Comments on current progress (which is awesome!)

Metehan-Altuntekin commented 1 year ago

I have managed to set up a validation system with an errors store in this commit. The error object is the same structure as the record object and therefore each error should be passed to components recursively.

Metehan-Altuntekin commented 1 year ago

JSON Schema seems to not have a support for formula fields. However I could find a way of handling them with giving custom properties to such fields. Probably less than ideal.

mike-hogan commented 1 year ago

Next steps:

mike-hogan commented 1 year ago

Here is the schema for the task above that proves that dependent formulas work:

{
    "type": "object",
    "properties": {
        "invoiceId": {
            "type": "string",
            "description": "user name"
        },
        "prices": {
            "type": "array",
            "items": {
                "type": "object",
                "properties": {
                    "item": {
                        "type": "string"
                    },
                    "price": {
                        "type": "number"
                    }
                },
                "required": [
                    "item",
                    "price"
                ]
            }
        },
        "items": {
            "type": "array",
            "items": {
                "type": "object",
                "properties": {
                    "item": {
                        "type": "string"
                    },
                    "quantity": {
                        "type": "number"
                    },
                    "total": {
                        "type": "number"
                    }
                },
                "required": [
                    "item",
                    "quantity"
                ]
            }
        },
        "subtotal": {
            "type": "number"
        },
        "tenPercentSalesTax": {
            "type": "number"
        },
        "total": {
            "type": "number"
        }
    },
    "required": [
        "invoiceId"
    ]
}

And here is some sample data:

{
  "invoiceId": "invoice#22",
  "prices": [
    {
      "item": "apple",
      "price": 0.89
    },
    {
      "item": "banana",
      "price": 0.76
    }
  ],
  "items": [
    {
      "item": "apple",
      "quantity": 2
    },
    {
      "item": "banana",
      "quantity": 4
    }
  ]
}

What this means is that the cost for one apple is 0.89 and the cost for one banana is 0.76. This is meant to be reference data.
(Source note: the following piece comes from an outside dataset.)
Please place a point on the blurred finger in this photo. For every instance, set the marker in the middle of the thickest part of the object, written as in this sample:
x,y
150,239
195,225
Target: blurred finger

The items array is the shopping cart. In contains 2 apples and 4 bananas. The total for the apple items line should be 2 x 0.89 and the total for the banana items line should be 4 x 0.76. If I change the cost of an apple or the cost of a banana then these should recalculate. if I change the quantity the associated line should recalculate. The subtotal if the sum of all the total of all the items. The tenPercentSalesTax is 10% of subtotal. Total is that added to the subtotal.

Metehan-Altuntekin commented 1 year ago

Cozemble specific properties like formula are moved into a coz object in the model. That way we will make it more compatible for non Cozemble use cases.